Pessoas com raça/cor declaradas como indígena ou preta apresentaram as maiores letalidades acumuladas por SRAG-COVID para todas as faixas etárias. Mais uma vez, as maiores desigualdades foram verificadas para as menores faixas etárias, sendo o caso mais extremo o da faixa de 0 a 1 ano, onde a letalidade acumulada para os bebês indígenas foi mais do que 4 vezes a dos bebês brancos.

  • Para a faixa de 0 a 1 ano, a letalidade acumulada para os bebês indígenas foi mais do que 4 vezes a dos bebês brancos. A letalidade dos bebês com raça/cor amarela, parda e preta também foi significativamente maior (1,5 a 2 vezes a dos bebês brancos).
  • Para a faixa de 1 a 9 anos, a letalidade acumulada das crianças indígenas foi de aproximadamente 3 vezes a das crianças brancas.
Fonte: Elaboração própria. Dados disponíveis em: https://covid.saude.gov.br/. Data selecionada para casos e óbitos acumulados: 31/12/2022.


Tabela 4 – Letalidade acumulada por SRAG-COVID, agrupada pela raça ou cor declarada pelo paciente e faixa etária.

Para a análise em relação ao grau escolaridade, foram consideradas apenas casos de pessoas com 20 anos ou mais. De forma geral, observamos um comportamento consistente de redução da letalidade acumulada conforme se aumenta o nível de escolaridade. Também se nota maiores diferenças para as faixas etárias menores.

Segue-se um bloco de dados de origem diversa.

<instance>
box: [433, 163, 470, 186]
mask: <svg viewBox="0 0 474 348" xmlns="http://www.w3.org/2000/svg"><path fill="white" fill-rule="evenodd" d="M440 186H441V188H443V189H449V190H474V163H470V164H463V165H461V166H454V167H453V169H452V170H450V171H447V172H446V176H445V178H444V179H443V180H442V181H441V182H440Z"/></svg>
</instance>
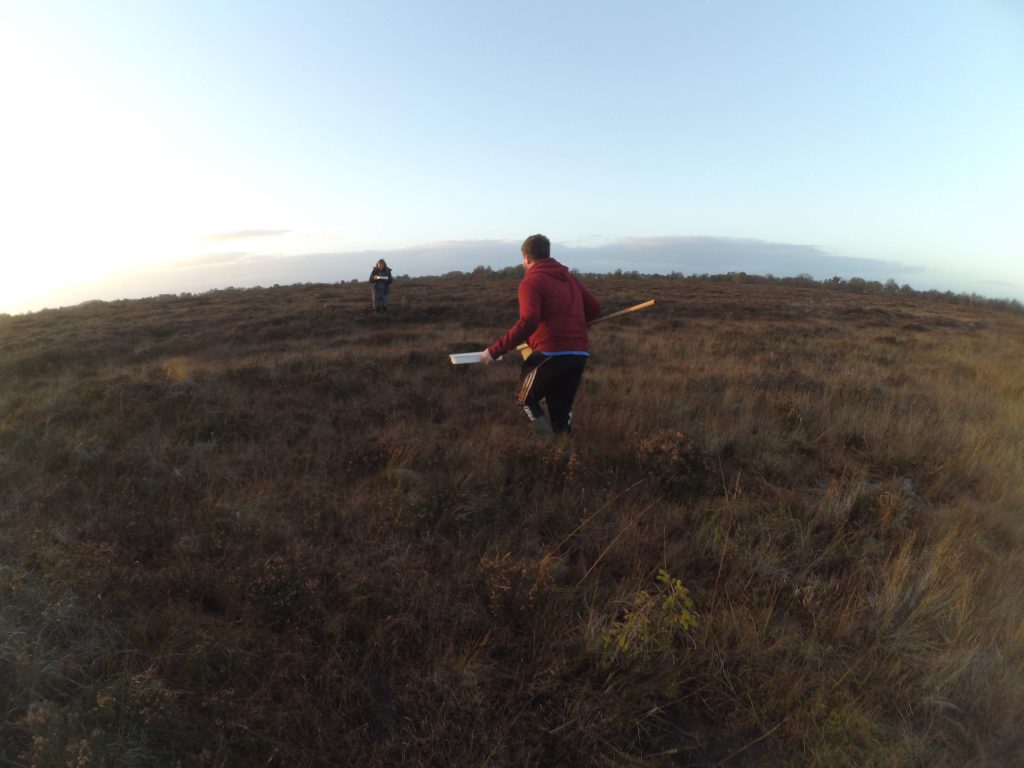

  • As pessoas com os menores níveis de escolaridade apresentaram as maiores letalidades acumuladas para todas as faixas etárias, exceto para a faixa de 80 anos ou mais. Nessa última, as diferenças foram pequenas.
  • A maior razão entre letalidades acumuladas de diferentes categorias ocorreu para a faixa de 20 a 29 anos. Para essa faixa, a letalidade de pessoas sem escolaridade foi quase 5 vezes a de pessoas com nível superior.
Fonte: Elaboração própria. Dados disponíveis em: https://covid.saude.gov.br/. Data selecionada para casos e óbitos acumulados: 31/12/2022.


Tabela 5 – Letalidade acumulada por SRAG-COVID, agrupada pelo grau de escolaridade e faixa etária.

Referências

IBGE, 2017. Classificação e caracterização dos espaços rurais e urbanos do Brasil : uma primeira aproximação / IBGE, Coordenação de Geografia, Rio de Janeiro: 2017.

1 Obtidas a partir do CECAD 2.0 (https://cecad.cidadania.gov.br/tab_cad.php), referente ao mês de maio de 2024.
2 Foram selecionados os seguintes grupos: 201-Familia Extrativista, 202-Familia de Pescadores Artesanais, 203-Familia Pertencente a Comunidade de Terreiro, 204-Familia Ribeirinha,  205-Familia Agricultores Familiares, 301-Familia Assentada da Reforma Agraria, 302-Familia Beneficiaria do Programa Nacional do Credito Fundiario, 303-Familia Acampada e 304-Familia Atingida por Empreendimentos de Infraestrutura.
3 Raça/cor declarada como parda ou preta.